Совесть

Заканчивали то ли отпуск, то ли попутные дела на Лаго-Маджоре. Жена давала уроки танго, а я занимался переводом книжки. Маленькая гостиница, крохотный пляж, неспешные разговоры. Жена после тренировок вела переговоры на соседних шезлонгах, а я валялся в полудреме. Обрывки разговоров причудливо переплетались с обрывками сновидений. Вот она рассказывает сирийским художникам об идее провести милонгу на площади в Пальмире под девизом «Там, где танцуют, там не воюют».

И у меня в подкорке целый калейдоскоп картинок, на которых среди знаменитой колоннады вкрадчиво, как спецназ, перемещаются страстные пары. Вижу и Сашу Фролова – знаменитого российского тангероса, и неуклюжего Башара Асада с похудевшей за время болезни женой Асмой. Ее, наверное, учили танцам в лондонской школе девочек – движется она спокойно и грациозно. Потом мелькают картинки довоенного танго в Алеппо, когда город был танцевальной столицей Ближнего Востока – смокинги, длинные платья, хрустальные люстры...

Вырубаюсь. Возвращаюсь в реальность. Жена уже обсуждает с четырьмя кинематографистами из Калифорнии танго на нейтральной полосе между Северной и Южной Кореями. Опять «отъезжаю». Вездесущий Фролов уже выписывает лэписы длинными ногами среди бетонных блоков «нейтралки». С севера в это время подходит, как всегда улыбчивый, товарищ Ын с очаровательной Ли Соль (эх, почему не Ассоль?), а с юга приближается его превосходительство президент Мун Джэин с пританцовывающей первой леди Ким Джонсук. Сюрприз – коммунист и комсомолка танцуют неожиданно хорошо. Ведь у товарища мама была танцовщицей! Да и красавица и модница Ли Соль не зря пропагандирует в своей ракетно-пуританской стране каблуки и музыку. Но потом пары меняются. И оказывается, что сдобный марксист не хуже танцует с пухленькой либеральной певицей, чем со своей идеологически верной супругой. Кореи застывают во взаимных объятиях...

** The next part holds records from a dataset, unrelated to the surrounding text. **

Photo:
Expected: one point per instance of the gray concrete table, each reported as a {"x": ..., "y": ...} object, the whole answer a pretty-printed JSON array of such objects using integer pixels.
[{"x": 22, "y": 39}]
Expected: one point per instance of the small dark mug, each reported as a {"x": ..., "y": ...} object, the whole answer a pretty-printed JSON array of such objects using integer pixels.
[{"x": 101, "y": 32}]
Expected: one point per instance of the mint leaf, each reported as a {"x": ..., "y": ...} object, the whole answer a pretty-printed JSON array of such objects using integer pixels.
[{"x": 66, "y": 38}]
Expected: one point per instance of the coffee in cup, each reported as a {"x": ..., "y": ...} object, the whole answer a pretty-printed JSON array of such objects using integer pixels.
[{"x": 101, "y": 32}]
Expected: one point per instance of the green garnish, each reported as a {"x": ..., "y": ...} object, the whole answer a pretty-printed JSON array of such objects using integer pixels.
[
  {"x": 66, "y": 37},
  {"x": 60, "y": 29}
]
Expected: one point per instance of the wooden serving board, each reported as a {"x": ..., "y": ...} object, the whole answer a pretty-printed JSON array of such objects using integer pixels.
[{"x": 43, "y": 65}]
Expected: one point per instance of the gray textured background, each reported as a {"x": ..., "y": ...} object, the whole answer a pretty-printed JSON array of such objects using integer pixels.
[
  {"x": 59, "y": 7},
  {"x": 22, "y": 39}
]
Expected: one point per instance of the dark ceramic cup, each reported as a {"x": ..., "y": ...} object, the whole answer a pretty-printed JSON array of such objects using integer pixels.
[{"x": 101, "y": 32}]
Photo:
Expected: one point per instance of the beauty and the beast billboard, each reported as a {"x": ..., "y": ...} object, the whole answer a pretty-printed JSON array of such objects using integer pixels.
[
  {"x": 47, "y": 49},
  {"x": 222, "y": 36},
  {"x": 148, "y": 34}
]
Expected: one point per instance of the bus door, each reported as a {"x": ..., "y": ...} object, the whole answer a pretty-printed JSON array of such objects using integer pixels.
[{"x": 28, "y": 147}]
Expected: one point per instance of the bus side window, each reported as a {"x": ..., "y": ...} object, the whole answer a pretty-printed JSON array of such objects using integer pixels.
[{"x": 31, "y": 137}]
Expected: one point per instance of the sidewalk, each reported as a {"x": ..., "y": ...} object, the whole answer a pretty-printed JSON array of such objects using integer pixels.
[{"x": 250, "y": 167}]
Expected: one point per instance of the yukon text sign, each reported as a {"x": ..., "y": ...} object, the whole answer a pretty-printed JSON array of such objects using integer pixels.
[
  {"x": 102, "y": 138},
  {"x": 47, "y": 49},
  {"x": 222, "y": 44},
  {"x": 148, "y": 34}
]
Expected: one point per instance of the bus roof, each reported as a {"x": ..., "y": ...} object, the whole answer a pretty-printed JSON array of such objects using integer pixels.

Опять проваливаюсь в сон. Вот это отдых! Будит меня какой-то двухметровый чел. Немец. Показывает руками на мою маску и что-то долго объясняет по-немецки. Соображаю, что его жена зачем-то надела хронометр мужа и тут же успешно утопила. Ганс спрашивает у меня, не мог бы я их достать, так как они завтра утром улетают и поздно искать водолазов.

Я плыву к тому месту, где вроде бы соскользнули часы и начинаю нырять. Немец гребет рядом на сапборде – доске с веслом. Довольно глубоко, но на четвертой или пятой попытке вижу в водорослях браслет. Рассматриваю через маску. Часы неуклюжие и гипертрофированно большие, даже для мужских. Такие, как любит моя жена. Вчитываюсь и запоминаю марку. Потом на остатках воздуха прячу их в разбитую бутылку. Выныриваю. «Шайзе, ду каннст нихтс сехен!» (Типа ничего не видно.) Немец тычет рукой в воду: «Штунден – глянзен!» (Часы – блестят.) Я снова ныряю. Действительно, хронометр проблескивает даже через мутное бутылочное стекло. Я перекладываю его в автомобильную шину. (Дно прозрачного озера, как майдан, покрыто шинами и битыми бутылками.) Выныриваю: «Шайзе! Алес капут!» Уже стемнело, и немец отправляется в бар заливать потерю шнапсом, а я – в Интернет.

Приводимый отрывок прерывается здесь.